Es cierto que el más huérfano de los dos es Tom Sawyer: el padre de Huck, el borracho del pueblo, está vivo, mientras que Tom no tiene padres. Pero, como tipo de personaje, el «más huérfano» es Huck, puesto que no tiene un hogar, no tiene quién lo cuide (ni eduque ni discipline), mientras que Tom vive con su tía Polly, que cumple claras funciones maternales. El desarraigado atractivo de Huck, que empezó como personaje secundario en la primera novela de la saga (1878), lo convirtió en el protagonista indiscutible de la segunda entrega, Las aventuras de Huckleberry Finn, de 1884. La importancia histórica de este segundo libro y de la figura del héroe huérfano se pueden calibrar en estas palabras de Ernest Hemingway: «Toda la literatura moderna estadounidense procede de este libro. Nada hubo antes. Nada tan bueno ha habido después».

3 Vean la descripción de la salida de «the poor Oliver» del hospicio donde pasara su primera niñez: «Con el pedazo de pan en la mano y tocado con la gorrilla de paño pardo de la parroquia, salió Oliver de aquella mísera morada, donde jamás una palabra ni una mirada amable iluminaron las tinieblas de sus primeros años. Y, sin embargo, estalló su angustia con pueril congoja cuando se cerró tras él la puerta de la casa. Por míseros que fuesen los pequeños compañeros de infortunio que dejaba detrás, eran ellos los únicos amigos que tuviera jamás; y en el corazón del niño penetró por vez primera una sensación de su soledad en la amplitud del mundo».

4 De hecho, la primera inspiración de Spielberg para la creación de E.T. fue su propia experiencia: cuando sus padres se separaron, el pequeño Steven se inventó un amigo extraterrestre que acompañó su tristeza. Ya en 1978 anunció la realización de un filme basado en esta experiencia que se llamaría Growing up.
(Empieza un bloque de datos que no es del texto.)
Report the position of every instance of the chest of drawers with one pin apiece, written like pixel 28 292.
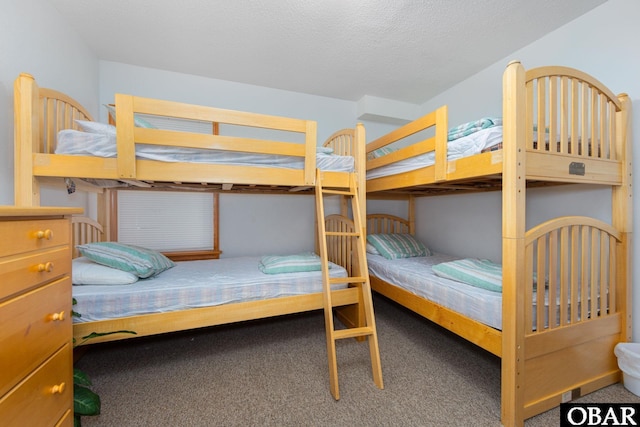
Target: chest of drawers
pixel 36 351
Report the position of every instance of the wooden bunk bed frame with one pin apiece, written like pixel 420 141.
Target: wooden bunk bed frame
pixel 41 113
pixel 542 365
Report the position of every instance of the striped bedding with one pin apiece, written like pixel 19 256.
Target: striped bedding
pixel 464 146
pixel 416 275
pixel 75 142
pixel 192 284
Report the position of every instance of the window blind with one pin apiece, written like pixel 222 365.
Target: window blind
pixel 166 220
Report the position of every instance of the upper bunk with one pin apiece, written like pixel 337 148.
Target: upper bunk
pixel 559 125
pixel 159 143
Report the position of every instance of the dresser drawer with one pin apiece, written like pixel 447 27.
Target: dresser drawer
pixel 44 397
pixel 28 270
pixel 34 325
pixel 29 235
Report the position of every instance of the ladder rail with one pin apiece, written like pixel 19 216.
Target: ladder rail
pixel 361 279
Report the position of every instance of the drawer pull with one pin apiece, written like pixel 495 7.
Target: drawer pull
pixel 46 234
pixel 46 267
pixel 58 389
pixel 58 316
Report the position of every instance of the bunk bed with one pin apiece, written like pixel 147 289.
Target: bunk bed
pixel 564 300
pixel 260 154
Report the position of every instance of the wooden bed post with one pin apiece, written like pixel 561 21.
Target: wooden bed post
pixel 27 132
pixel 358 147
pixel 622 215
pixel 513 244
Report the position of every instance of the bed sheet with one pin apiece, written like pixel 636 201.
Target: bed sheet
pixel 416 276
pixel 458 148
pixel 192 284
pixel 76 142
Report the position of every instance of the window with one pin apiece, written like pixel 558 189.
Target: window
pixel 173 222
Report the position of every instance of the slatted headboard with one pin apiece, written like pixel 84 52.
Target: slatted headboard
pixel 85 230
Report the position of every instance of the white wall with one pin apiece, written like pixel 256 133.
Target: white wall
pixel 603 43
pixel 34 39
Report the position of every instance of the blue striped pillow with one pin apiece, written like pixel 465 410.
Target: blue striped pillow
pixel 140 261
pixel 394 246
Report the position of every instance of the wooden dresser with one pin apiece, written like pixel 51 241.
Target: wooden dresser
pixel 36 350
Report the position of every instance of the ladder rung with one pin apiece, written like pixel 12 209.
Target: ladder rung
pixel 343 192
pixel 352 279
pixel 352 332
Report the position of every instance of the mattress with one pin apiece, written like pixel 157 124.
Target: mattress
pixel 74 142
pixel 192 284
pixel 468 145
pixel 416 276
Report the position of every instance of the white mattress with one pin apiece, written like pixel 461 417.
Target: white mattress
pixel 192 284
pixel 458 148
pixel 416 276
pixel 102 145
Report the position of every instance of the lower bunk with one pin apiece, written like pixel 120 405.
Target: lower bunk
pixel 570 305
pixel 191 294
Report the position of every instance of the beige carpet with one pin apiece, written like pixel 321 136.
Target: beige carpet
pixel 274 373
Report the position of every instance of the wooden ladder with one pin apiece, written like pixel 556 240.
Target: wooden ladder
pixel 368 330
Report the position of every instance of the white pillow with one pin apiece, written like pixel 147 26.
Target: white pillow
pixel 86 272
pixel 96 127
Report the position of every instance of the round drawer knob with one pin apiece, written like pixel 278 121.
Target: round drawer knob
pixel 58 316
pixel 44 234
pixel 45 267
pixel 58 389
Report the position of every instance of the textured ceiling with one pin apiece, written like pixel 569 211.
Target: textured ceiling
pixel 405 50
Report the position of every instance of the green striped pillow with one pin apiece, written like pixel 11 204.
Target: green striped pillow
pixel 393 246
pixel 140 261
pixel 480 273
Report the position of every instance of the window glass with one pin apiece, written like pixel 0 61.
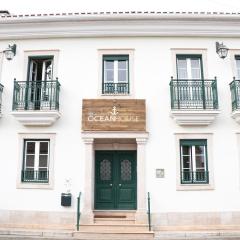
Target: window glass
pixel 115 74
pixel 30 147
pixel 189 67
pixel 194 161
pixel 182 69
pixel 43 147
pixel 36 161
pixel 238 68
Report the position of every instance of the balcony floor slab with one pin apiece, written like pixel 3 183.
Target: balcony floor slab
pixel 194 117
pixel 36 118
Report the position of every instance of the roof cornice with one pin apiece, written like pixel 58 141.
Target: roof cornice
pixel 120 24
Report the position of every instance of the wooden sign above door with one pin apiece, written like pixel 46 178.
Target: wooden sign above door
pixel 113 115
No pudo realizarlo, pero años después se convirtió en E.T. Si bien la memoria colectiva quedaría fijada en el extraterrestre como centro de la película, en la cabeza de su creador el tema era la infancia de un hijo de padres separados y su sensibilidad propia.

5 Dejo para otro ensayo la cuestión de género, las diferencias entre padres y madres, que suelen ser notorias en las series de esta época: si bien las madres tampoco son ejemplos de lucidez (suelen ser presa de ataques de histeria o de grandes odios o enamoramientos), tanto Marge Simpson como Mama Pig, como Lois Griffin o Nicole Watterson son las responsables de mantener cierta cordura y un relativo orden y sostén material en sus hogares.

6 Aunque no sea tan relevante como la serie, el argumento del largometraje de The Simpsons, de 2008, es una buena muestra de este modelo: es el capricho y la torpeza de Homero lo que desata un desastre ecológico de dimensiones catastróficas en Springfield, y es la intervención de los hijos la que permite la restitución del propio Homero (que llega a aparecer al principio casi como un malvado) y la salvación del pueblo.